The president of the Center for Strategic and Budgetary Assessments in Washington DC outlined how recent US administrations have perceived and reacted to rivalry between the United States, Russia and China.
“Great power competition during the Cold War was characterised by many forms of cooperation, in spite of the on-going conflict. What we are currently witnessing on a global level can aptly be described as competition, but has only been addressed as such in most recent years. The Corona crisis has exacerbated that situation, as can most acutely be observed in current state propaganda efforts.”
In his opening statements, President and CEO of the Center for Strategic and Budgetary Assessments in Washington DC, Thomas Mahnken, outlined how the current rivalry between the United States, China and Russia is and has been viewed by US administrations since the turn of the century. American political, economic and security communities have again begun to focus their attention on the need to compete with China and Russia. But three decades of separation from the Cold War mean that all but the most senior staff share an adequate understanding of great power competition. The central question of this History and Politics Dialogue was thus how Western powers, the United States and Europe by extension, can draw on past experiences in the geopolitical reality of today.
Learning from the Cold War
While stressing that existing tensions did not presuppose the development of a new Cold War situation, Mahnken posed the question what insight could be won from a more in-depth understanding of the mechanics of great power competition during the Cold War to better deal with the existing discord. Drawing on his expertise as historian and defence strategist, he observed that the development of the US-Soviet face-off in the course of the second half of the 20th century was guided by a framework of institutions that aided the United States and its allies in remaining competitive.
That institutional framework emerged over time and mirrored a need to strategically adapt to the tectonic shifts and realignments of the Cold War, spanning from earthquakes of profound geopolitical events to the tremors of regional or domestic changes. Often overlooked, the power of that institutional framework emanated from its breadth, encompassing not only military or intelligence needs and interests, but covering the vast field of human activities from science through economy to political propaganda and information competition. That framework has survived to this day only in fragments, with some institutions disbanded and others repurposed.

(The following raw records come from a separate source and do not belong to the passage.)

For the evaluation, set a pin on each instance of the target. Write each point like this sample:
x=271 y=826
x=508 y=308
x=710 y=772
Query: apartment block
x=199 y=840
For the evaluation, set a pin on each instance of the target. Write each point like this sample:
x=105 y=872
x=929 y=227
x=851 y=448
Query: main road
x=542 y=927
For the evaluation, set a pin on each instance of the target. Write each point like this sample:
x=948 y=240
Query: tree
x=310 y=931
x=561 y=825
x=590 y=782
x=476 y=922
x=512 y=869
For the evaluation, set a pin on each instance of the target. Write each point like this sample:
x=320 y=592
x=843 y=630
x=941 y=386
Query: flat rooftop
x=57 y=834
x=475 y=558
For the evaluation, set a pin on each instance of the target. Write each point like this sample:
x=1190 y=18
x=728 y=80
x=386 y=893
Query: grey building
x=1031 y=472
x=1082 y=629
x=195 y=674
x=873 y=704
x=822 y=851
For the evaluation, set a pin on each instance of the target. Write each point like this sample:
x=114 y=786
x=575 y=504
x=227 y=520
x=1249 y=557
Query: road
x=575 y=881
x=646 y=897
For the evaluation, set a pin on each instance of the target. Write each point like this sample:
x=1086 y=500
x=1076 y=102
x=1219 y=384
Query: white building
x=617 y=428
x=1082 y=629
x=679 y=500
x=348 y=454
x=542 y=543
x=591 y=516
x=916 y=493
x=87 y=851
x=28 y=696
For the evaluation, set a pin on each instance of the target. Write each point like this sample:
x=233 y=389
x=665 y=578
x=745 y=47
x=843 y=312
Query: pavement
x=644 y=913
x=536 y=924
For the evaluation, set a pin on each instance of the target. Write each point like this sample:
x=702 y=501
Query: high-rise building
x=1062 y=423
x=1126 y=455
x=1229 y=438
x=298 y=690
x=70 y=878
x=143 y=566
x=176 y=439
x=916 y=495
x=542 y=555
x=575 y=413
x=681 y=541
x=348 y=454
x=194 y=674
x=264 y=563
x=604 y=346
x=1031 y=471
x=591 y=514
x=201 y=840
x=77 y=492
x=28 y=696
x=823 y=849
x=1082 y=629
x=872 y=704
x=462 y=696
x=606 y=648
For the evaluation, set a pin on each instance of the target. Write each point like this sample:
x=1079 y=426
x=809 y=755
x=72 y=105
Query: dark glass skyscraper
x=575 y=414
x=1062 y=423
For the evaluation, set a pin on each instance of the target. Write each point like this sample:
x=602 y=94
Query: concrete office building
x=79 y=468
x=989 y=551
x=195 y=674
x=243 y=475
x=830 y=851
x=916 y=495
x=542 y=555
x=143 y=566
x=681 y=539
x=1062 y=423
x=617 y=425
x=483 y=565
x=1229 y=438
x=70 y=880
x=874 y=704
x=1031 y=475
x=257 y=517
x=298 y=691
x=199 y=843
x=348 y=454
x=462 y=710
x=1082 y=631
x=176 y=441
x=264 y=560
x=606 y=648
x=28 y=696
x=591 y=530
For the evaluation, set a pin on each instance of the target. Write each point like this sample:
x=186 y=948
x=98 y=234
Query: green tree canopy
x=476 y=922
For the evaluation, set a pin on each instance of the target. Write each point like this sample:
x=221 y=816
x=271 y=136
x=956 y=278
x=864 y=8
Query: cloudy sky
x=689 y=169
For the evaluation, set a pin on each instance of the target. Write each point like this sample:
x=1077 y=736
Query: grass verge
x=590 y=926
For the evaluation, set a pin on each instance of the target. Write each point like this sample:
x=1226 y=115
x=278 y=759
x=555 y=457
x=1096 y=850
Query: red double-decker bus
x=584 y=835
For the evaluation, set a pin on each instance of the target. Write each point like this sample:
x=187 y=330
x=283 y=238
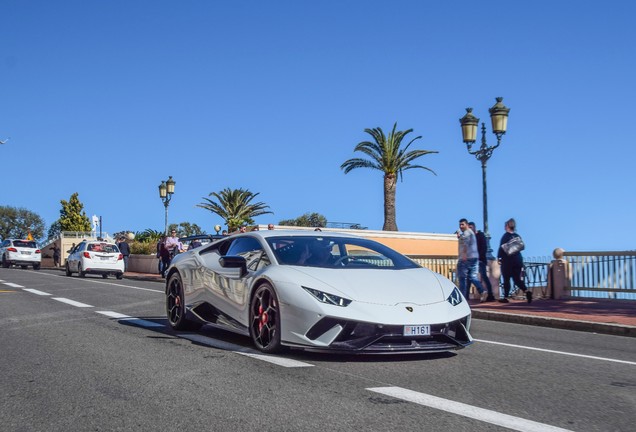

A critical assessment of institutions
In open debate with participants, the discussion focussed on discerning which new institutions are needed and which would have to be reinvigorated to aptly address current challenges. Critically, this was juxtaposed by the observation of the limitations of institutions and at times their perversion as a means of systemic competition. As examples of this, the highly personalised and therefore de-institutionalised character of the current Russian system of government was cited, but also, on the basis of Chinese behaviour within organisations such as the World Trade Organisation and World Health organisation, how China's further integration into global organisations could be shaped.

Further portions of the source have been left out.